The research laboratory is active in the field of the design of application-specific integrated circuits (ASIC) in the most modern CMOS processes at the nanoscale (today down to 28nm bulk and 22nm fully depleted SOI CMOS processes). Such technology nodes enable today digital signal processing at superior speeds, lower consumption and area occupation, but, at the same time, tend to degrade the analog block performances, such as gain, matching or noise. The full integration of high-performance electronic systems in silicon, such as those used in high-efficiency high-frequency power conversion or those used in wireless systems at radio frequency (RF) and millimeter-wave (mmW) frequencies (such as 5G wireless), and in high-spatial-resolution radar systems for autonomous vehicles, require a paradigm change in design, such that digital signal processing becomes serviceable to each analog block to improve efficiently its performances, compensating environmental variations in real time. This new approach allows to increase scalability and energy efficiency of modern CMOS integrated systems and has applications in different domains.
Scientific collaborations on those topics are already active with other universities and research centres (Intel Labs, IMEC), as well as joint-research efforts with semiconductor companies such as Infineon Technologies, STMicroelectronics.

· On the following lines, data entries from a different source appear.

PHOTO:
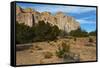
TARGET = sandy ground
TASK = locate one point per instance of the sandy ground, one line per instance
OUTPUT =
(36, 53)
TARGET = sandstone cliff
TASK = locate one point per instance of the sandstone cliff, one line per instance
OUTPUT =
(30, 17)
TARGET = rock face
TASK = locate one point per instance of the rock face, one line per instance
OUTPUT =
(30, 17)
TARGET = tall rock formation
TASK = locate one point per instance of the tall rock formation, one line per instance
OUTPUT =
(30, 17)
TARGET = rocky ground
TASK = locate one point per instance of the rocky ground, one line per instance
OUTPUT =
(44, 52)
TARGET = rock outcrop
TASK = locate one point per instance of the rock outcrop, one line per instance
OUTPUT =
(30, 17)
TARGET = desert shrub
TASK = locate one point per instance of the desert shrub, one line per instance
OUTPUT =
(48, 54)
(60, 53)
(45, 31)
(62, 50)
(75, 38)
(92, 33)
(78, 33)
(90, 39)
(89, 44)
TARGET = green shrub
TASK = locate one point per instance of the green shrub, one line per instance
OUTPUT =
(48, 54)
(91, 40)
(62, 50)
(92, 33)
(39, 32)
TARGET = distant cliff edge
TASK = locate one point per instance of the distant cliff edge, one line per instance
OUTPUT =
(30, 17)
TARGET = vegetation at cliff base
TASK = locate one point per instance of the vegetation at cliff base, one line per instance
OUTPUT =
(39, 32)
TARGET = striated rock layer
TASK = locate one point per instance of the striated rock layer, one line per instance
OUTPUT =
(30, 17)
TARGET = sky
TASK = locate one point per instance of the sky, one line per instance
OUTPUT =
(86, 16)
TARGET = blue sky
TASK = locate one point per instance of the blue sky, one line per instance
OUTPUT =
(86, 16)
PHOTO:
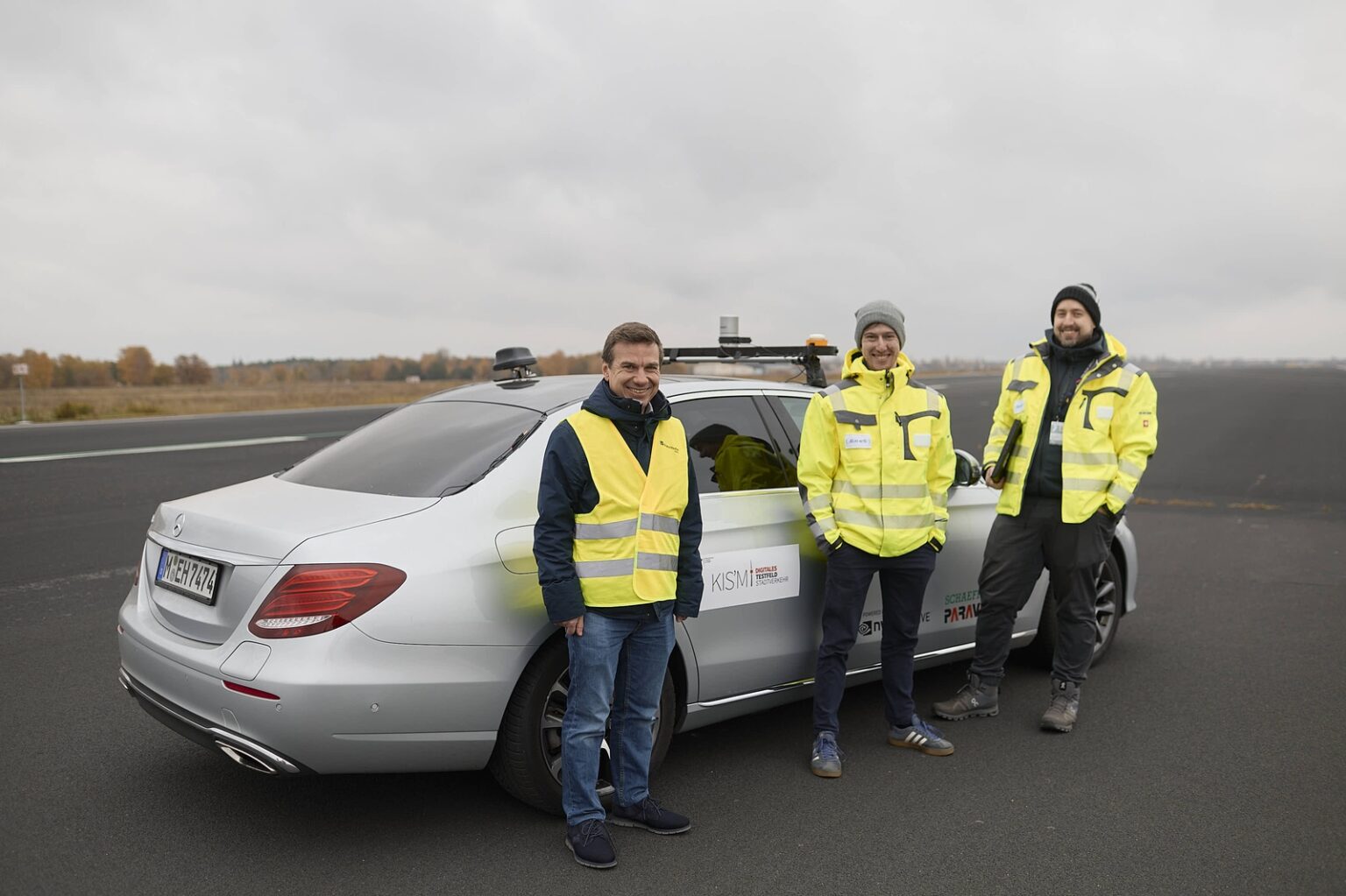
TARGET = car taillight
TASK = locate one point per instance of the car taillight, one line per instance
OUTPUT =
(318, 597)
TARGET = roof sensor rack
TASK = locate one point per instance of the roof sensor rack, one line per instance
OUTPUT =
(519, 361)
(733, 349)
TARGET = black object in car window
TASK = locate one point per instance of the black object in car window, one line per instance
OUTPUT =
(426, 449)
(731, 446)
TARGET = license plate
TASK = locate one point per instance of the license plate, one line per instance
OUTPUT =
(188, 576)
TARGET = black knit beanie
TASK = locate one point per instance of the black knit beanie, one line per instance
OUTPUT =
(1085, 295)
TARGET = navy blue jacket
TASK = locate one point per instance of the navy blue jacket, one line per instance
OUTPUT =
(1065, 366)
(567, 489)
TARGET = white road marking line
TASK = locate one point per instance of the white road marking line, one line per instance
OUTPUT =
(155, 449)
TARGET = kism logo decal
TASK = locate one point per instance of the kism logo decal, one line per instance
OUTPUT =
(736, 577)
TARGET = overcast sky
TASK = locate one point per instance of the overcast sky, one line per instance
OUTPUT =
(252, 180)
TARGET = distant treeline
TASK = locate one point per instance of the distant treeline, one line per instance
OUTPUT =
(135, 366)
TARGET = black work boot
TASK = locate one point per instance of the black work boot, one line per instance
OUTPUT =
(1065, 707)
(974, 698)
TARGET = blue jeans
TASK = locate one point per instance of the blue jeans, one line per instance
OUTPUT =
(902, 582)
(615, 664)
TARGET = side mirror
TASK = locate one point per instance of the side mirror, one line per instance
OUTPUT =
(968, 469)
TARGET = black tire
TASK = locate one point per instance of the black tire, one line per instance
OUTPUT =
(1107, 617)
(527, 760)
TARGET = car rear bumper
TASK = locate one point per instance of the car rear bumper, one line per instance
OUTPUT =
(330, 704)
(193, 727)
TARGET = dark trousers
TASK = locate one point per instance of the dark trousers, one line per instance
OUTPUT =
(1017, 549)
(902, 582)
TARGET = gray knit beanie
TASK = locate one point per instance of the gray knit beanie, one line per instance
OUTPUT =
(881, 313)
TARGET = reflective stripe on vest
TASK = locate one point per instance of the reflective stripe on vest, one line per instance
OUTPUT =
(627, 547)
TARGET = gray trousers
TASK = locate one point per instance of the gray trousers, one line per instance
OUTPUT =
(1017, 549)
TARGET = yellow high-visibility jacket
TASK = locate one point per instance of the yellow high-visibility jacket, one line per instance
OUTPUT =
(876, 462)
(627, 547)
(1110, 429)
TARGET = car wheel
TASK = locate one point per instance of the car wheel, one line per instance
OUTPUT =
(1107, 617)
(527, 760)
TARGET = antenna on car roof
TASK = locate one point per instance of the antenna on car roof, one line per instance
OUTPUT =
(519, 361)
(733, 349)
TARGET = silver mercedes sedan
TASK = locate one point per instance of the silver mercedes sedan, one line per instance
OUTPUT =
(374, 609)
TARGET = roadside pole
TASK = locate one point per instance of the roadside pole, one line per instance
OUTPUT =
(20, 371)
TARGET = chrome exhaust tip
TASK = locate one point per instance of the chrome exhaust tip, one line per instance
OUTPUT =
(246, 759)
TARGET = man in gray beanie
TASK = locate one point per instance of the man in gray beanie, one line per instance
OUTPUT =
(875, 469)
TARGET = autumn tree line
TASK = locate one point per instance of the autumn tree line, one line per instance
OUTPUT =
(135, 366)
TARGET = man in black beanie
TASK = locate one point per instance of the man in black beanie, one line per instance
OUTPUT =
(1089, 426)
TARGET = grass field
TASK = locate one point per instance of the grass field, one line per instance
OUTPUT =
(45, 406)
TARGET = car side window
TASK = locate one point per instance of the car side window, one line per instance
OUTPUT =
(795, 406)
(731, 447)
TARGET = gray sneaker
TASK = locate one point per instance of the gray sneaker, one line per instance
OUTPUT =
(1065, 707)
(826, 755)
(974, 698)
(921, 735)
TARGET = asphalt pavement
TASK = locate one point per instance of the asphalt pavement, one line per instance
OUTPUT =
(1208, 758)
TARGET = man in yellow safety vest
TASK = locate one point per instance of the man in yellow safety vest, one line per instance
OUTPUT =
(617, 545)
(875, 467)
(1087, 421)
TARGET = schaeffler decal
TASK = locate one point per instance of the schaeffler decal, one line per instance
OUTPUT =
(961, 607)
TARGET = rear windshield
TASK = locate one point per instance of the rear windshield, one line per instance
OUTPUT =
(426, 449)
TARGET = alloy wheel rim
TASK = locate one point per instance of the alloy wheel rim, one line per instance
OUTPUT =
(549, 732)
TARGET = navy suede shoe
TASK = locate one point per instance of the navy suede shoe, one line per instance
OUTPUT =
(649, 815)
(592, 843)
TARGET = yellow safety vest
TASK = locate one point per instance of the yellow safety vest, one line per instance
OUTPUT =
(876, 461)
(627, 547)
(1110, 429)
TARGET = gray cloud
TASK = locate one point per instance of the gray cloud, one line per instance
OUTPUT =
(252, 180)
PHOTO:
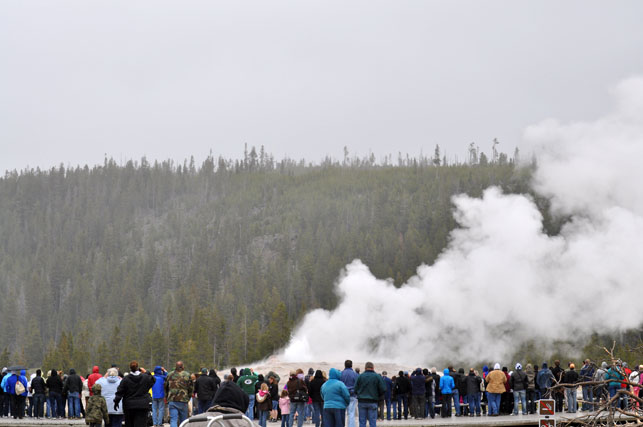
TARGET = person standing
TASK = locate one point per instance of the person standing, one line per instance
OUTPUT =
(447, 384)
(55, 399)
(314, 390)
(472, 382)
(387, 396)
(586, 374)
(496, 381)
(247, 382)
(571, 377)
(134, 390)
(349, 377)
(418, 394)
(298, 394)
(158, 395)
(336, 398)
(96, 408)
(72, 387)
(205, 389)
(16, 387)
(38, 389)
(178, 389)
(109, 385)
(368, 389)
(518, 383)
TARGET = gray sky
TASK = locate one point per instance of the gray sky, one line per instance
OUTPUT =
(81, 79)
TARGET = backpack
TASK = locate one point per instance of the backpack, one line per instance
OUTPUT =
(20, 387)
(300, 396)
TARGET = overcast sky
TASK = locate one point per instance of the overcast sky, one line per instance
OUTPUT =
(81, 79)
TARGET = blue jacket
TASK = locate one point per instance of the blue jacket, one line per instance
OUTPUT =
(389, 387)
(158, 392)
(349, 378)
(446, 383)
(10, 386)
(418, 381)
(334, 392)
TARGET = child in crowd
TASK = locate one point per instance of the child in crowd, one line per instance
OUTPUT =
(96, 410)
(284, 405)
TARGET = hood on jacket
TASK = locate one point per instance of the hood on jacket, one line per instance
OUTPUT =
(334, 374)
(96, 389)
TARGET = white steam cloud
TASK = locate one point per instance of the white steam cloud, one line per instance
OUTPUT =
(502, 280)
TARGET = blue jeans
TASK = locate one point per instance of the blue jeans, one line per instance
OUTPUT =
(158, 410)
(474, 403)
(251, 406)
(334, 417)
(317, 412)
(351, 411)
(572, 403)
(403, 406)
(456, 401)
(38, 402)
(367, 411)
(116, 420)
(588, 398)
(178, 413)
(263, 417)
(73, 402)
(520, 396)
(494, 403)
(300, 409)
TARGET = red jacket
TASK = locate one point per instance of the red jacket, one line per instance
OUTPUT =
(91, 380)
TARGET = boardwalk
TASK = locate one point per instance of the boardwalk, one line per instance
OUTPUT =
(507, 420)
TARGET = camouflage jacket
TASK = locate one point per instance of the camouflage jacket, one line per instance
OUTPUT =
(178, 387)
(96, 410)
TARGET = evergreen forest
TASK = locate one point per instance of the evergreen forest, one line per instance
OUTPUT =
(213, 263)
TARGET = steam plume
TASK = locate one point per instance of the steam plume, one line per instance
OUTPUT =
(502, 281)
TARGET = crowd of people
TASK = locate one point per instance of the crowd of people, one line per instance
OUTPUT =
(330, 399)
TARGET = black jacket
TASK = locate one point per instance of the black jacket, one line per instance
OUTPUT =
(570, 377)
(73, 383)
(55, 384)
(134, 391)
(314, 390)
(472, 382)
(230, 395)
(402, 385)
(205, 387)
(518, 380)
(38, 385)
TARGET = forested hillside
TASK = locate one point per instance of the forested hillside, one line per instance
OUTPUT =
(211, 263)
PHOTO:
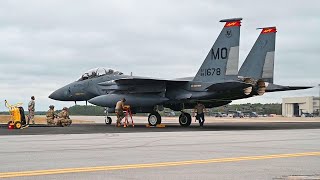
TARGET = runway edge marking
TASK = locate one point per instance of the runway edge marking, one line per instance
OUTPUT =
(151, 165)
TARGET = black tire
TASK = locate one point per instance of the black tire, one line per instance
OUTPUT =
(108, 120)
(17, 125)
(9, 123)
(154, 118)
(185, 119)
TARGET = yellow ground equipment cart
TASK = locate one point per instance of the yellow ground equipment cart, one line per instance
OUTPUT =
(17, 117)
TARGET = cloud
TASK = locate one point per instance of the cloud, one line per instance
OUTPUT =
(47, 44)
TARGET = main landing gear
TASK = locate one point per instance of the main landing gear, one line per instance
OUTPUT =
(154, 118)
(185, 119)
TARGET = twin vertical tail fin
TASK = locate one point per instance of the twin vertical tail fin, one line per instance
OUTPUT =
(259, 64)
(221, 63)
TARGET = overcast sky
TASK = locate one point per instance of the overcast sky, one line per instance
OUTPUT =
(47, 44)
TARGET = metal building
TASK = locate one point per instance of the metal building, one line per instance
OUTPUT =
(296, 106)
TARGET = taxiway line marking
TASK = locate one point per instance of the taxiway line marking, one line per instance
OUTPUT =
(151, 165)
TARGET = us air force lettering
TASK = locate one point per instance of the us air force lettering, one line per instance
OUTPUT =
(216, 83)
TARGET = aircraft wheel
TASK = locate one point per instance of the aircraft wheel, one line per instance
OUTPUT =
(17, 125)
(154, 118)
(185, 119)
(10, 123)
(108, 120)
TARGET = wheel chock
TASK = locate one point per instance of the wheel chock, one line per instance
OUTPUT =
(158, 126)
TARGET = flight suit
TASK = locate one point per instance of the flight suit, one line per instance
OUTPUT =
(50, 117)
(64, 119)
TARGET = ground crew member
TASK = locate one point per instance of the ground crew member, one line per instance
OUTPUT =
(51, 115)
(31, 109)
(199, 109)
(119, 111)
(64, 119)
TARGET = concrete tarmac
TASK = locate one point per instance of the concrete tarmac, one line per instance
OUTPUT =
(228, 154)
(170, 127)
(220, 150)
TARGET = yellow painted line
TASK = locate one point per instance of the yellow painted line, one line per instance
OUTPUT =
(151, 165)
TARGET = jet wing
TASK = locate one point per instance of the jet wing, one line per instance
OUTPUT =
(143, 80)
(231, 85)
(274, 88)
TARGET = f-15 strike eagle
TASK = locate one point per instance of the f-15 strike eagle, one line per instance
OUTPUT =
(216, 83)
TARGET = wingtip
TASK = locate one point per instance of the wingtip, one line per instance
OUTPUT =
(230, 20)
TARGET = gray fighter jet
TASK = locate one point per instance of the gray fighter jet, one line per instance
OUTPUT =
(216, 83)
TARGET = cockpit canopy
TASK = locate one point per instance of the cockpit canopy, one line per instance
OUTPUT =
(96, 72)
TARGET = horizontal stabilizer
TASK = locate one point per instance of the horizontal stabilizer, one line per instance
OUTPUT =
(228, 86)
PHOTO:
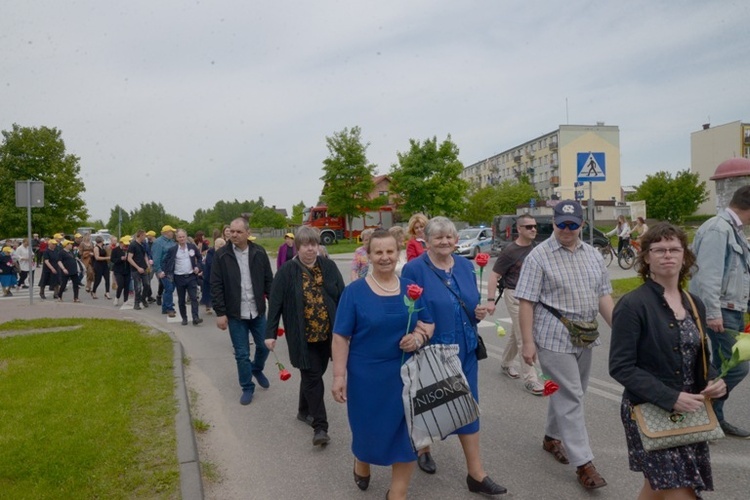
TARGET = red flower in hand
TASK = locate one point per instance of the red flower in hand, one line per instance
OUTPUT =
(550, 387)
(482, 259)
(414, 291)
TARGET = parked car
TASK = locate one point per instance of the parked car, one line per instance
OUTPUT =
(504, 231)
(473, 240)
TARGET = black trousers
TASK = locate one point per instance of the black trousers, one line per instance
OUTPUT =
(187, 283)
(311, 386)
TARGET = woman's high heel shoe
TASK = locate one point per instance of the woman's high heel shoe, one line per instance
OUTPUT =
(362, 482)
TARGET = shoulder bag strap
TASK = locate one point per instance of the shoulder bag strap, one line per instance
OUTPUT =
(699, 324)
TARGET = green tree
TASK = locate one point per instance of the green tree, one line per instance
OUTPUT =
(483, 204)
(671, 198)
(29, 153)
(427, 179)
(347, 178)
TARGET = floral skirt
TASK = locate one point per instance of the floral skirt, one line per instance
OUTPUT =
(681, 467)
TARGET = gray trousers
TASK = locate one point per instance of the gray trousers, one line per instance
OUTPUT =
(565, 414)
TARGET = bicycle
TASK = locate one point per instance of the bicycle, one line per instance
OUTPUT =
(625, 259)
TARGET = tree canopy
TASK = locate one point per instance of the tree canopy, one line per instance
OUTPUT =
(671, 198)
(38, 154)
(347, 178)
(427, 179)
(485, 203)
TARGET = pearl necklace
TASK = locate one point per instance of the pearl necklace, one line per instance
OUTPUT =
(389, 290)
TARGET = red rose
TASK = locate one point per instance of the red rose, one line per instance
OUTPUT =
(414, 291)
(550, 388)
(482, 259)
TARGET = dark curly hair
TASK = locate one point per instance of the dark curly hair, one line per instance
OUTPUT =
(665, 231)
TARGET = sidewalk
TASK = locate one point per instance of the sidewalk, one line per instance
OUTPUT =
(18, 307)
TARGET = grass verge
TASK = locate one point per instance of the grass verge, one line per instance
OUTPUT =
(87, 413)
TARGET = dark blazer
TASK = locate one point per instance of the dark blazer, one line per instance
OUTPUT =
(286, 301)
(168, 262)
(226, 280)
(645, 355)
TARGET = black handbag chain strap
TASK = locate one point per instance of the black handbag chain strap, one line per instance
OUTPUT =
(445, 282)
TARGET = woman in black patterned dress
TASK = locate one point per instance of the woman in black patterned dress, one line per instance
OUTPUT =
(657, 354)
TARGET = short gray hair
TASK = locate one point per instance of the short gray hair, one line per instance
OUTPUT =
(305, 235)
(439, 226)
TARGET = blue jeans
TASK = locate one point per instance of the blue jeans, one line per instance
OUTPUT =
(167, 298)
(723, 342)
(239, 331)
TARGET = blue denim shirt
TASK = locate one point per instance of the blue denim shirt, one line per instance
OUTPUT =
(723, 258)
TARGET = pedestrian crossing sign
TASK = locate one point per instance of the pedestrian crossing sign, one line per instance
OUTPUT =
(591, 167)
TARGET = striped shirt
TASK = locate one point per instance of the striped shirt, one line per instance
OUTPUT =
(571, 282)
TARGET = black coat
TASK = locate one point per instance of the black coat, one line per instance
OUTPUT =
(226, 281)
(645, 355)
(286, 301)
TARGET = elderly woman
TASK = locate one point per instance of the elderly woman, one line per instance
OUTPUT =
(369, 343)
(657, 354)
(416, 245)
(452, 297)
(100, 263)
(305, 293)
(360, 263)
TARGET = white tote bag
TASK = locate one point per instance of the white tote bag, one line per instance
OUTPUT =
(437, 398)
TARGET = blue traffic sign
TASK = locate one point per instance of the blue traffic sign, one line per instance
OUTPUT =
(591, 167)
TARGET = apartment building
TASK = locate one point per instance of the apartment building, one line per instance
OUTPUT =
(710, 147)
(551, 162)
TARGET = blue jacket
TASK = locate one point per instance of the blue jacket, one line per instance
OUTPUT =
(158, 249)
(439, 300)
(723, 277)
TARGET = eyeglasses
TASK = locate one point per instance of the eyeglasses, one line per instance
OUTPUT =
(661, 252)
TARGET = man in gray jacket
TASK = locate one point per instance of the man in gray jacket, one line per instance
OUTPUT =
(723, 284)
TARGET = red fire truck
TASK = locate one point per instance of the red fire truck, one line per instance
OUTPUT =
(333, 229)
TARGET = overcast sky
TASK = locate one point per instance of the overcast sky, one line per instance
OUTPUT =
(191, 102)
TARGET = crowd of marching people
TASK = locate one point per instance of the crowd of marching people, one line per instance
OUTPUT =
(412, 301)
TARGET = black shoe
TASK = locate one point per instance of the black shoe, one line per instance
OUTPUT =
(320, 438)
(731, 430)
(486, 486)
(426, 463)
(305, 418)
(362, 482)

The lab makes use of last-generation servers and workstation, and professional CAD tools to design analog, mixed signal and digital circuit and systems (Cadence®, Mentor® and Synopsys® design flow) and millimeter-wave passives (Keysight®, Ansoft®, and Integrand® simulators), as well as equipment for measurements from DC to radio-frequency and millimeter-wave frequencies (Spectrum and Vector Signal Analyser up to 44GHz and 1GHz demodulation bandwidth, Signal Generators up to 6GHz with programmable modulations, Network Analyser fino a 40GHz, Oscilloscopes, Low-noise Power Supplies).